Of course, the Fed says little, but makes it sound important by, for example, referring to a “central tendency” for annual GDP growth, rather than actual GDP growth.

It’s time for the Fed to take a more honest approach.  Here’s what the Fed could have said:

“The Fed’s mandate is to foster maximum employment and price stability.  As we’ve seen in recent years, it’s ludicrous to think that monetary policy can achieve those goals.

“The Fed is capable of lowering interest rates.  It can artificially boost asset prices.  It can weaken or strengthen the dollar.  But it can’t control employment and its policies in recent years have had precious little impact on price stability.

“It’s the job of President Obama and the U.S. Congress to manage the economy.  It’s a job that they have inappropriately left to the Fed since 2008.

“The Fed doesn’t control federal tax rates.  America still has the highest corporate tax rate in the world.  When American corporations earn money aboard, they are taxed on it by foreign countries and are taxed again if they try to bring that money back to the U.S.  As a result, many companies that were formed in America have been moving their headquarters abroad.

“The Fed doesn’t control legislation, either.  In recent years, American businesses have had to adjust to the Affordable Care Act, the Dodd-Frank Act, the Foreign Account Tax Compliance Act (FATCA) and numerous other new rules.  Congress has frequently been accused of doing nothing.  Yet the previous Congress broke new records with the volume of regulations passed, adding tens of thousands of pages of new regulations to the Federal Register each year.

“In addition, the U.S. Environmental Protection Agency and other bureaucracies have reinterpreted old rules, which will make it more difficult for businesses to expand and could even challenge the reliability of our electric grid.

“The Fed doesn’t control the federal budget or the federal deficit, which exceeds $18 trillion.  That doesn’t include nearly $100 trillion in unfunded liabilities for Social Security and Medicare.

“The Fed doesn’t negotiate trade agreements and cannot, for example, lift the embargo on U.S. oil exports.

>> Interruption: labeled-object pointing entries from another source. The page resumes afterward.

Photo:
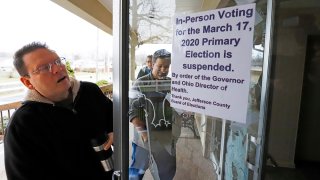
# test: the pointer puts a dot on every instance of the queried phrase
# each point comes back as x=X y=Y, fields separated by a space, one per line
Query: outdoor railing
x=6 y=110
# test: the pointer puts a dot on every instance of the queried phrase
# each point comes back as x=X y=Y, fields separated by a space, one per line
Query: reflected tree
x=150 y=23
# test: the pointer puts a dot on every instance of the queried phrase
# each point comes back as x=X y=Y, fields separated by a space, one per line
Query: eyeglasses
x=48 y=67
x=161 y=53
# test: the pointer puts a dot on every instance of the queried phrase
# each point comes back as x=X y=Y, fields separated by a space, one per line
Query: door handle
x=116 y=175
x=251 y=140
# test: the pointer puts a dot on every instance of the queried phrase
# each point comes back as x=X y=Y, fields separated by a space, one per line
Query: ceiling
x=99 y=12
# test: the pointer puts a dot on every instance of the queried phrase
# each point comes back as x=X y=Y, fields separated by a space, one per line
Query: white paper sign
x=211 y=60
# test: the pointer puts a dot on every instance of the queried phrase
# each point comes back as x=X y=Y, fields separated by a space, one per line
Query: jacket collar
x=33 y=95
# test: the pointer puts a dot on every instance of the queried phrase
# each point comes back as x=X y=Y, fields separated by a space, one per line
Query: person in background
x=50 y=136
x=156 y=128
x=146 y=69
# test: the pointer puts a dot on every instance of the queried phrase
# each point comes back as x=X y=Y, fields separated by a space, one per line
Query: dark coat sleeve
x=26 y=152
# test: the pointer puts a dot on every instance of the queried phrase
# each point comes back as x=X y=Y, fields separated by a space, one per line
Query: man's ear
x=26 y=82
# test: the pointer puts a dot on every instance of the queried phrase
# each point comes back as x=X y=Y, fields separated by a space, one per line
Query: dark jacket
x=44 y=141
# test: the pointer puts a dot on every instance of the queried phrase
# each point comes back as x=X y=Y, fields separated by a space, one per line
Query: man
x=156 y=128
x=50 y=136
x=146 y=69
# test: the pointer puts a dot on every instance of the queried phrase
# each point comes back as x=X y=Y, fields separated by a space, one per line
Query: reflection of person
x=50 y=135
x=146 y=69
x=151 y=115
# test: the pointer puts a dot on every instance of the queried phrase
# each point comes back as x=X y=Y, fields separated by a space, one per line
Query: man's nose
x=56 y=68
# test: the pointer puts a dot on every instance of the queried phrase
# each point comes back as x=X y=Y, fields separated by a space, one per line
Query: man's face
x=54 y=84
x=149 y=63
x=160 y=68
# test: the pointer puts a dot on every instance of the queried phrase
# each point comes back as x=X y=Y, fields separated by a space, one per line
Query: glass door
x=158 y=138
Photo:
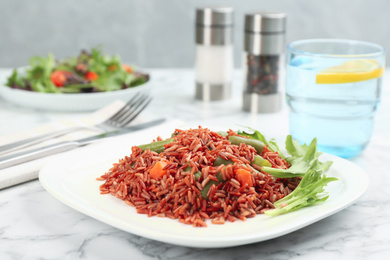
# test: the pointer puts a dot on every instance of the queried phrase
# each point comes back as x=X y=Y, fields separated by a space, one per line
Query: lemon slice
x=350 y=71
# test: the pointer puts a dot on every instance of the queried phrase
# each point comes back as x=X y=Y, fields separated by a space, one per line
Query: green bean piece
x=223 y=133
x=206 y=188
x=237 y=140
x=219 y=161
x=259 y=161
x=197 y=174
x=157 y=147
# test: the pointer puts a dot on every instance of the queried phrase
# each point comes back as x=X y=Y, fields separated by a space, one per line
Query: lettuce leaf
x=309 y=191
x=304 y=163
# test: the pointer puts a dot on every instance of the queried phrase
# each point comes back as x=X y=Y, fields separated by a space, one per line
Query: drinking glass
x=333 y=90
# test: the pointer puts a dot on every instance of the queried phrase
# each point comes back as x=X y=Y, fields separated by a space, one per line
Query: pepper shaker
x=264 y=45
x=214 y=53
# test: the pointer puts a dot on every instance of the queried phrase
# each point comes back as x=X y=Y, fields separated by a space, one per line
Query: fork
x=124 y=116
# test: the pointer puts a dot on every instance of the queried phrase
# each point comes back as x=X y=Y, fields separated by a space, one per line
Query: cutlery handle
x=37 y=139
x=14 y=159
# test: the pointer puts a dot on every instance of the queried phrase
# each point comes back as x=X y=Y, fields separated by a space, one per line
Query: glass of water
x=333 y=90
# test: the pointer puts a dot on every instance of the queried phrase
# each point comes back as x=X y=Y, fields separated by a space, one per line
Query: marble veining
x=35 y=225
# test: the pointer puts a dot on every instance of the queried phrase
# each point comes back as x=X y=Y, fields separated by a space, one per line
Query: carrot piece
x=157 y=170
x=244 y=177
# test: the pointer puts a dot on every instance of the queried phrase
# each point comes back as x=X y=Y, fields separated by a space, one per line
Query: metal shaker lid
x=214 y=26
x=265 y=22
x=214 y=16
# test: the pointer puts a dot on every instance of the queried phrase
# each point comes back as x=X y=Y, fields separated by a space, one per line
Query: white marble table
x=34 y=225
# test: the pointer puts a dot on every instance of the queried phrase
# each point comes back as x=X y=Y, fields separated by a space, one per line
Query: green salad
x=304 y=162
x=88 y=72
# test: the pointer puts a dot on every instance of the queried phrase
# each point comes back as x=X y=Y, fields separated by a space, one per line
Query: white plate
x=66 y=102
x=72 y=180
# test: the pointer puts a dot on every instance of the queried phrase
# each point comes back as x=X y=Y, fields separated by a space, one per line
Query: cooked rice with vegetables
x=198 y=174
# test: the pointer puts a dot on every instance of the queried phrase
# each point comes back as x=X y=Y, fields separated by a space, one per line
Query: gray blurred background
x=160 y=33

“The Fed doesn’t control immigration policy, either.  Each year, the best and brightest students from throughout the world come to the U.S. to earn degrees in business, engineering, information technology and other important subjects.  When they graduate, they’re forced to return home after a short time.  Congress could create more opportunities for entrepreneurial students to stay in the U.S.  President Obama lifted the embargo on Cuba by executive order.  Why can’t he issue an executive order to allow foreign entrepreneurs to establish their businesses in the United States?

“These issues are beyond the scope of what the Fed can do.  We will no longer pretend that easy money policy is enough to restore economic vitality to the U.S. economy.

“Whether or not you agree with the Fed’s actions in recent years, we tried to do our job.  Now it’s up to President Obama and the U.S. Congress to do their job.”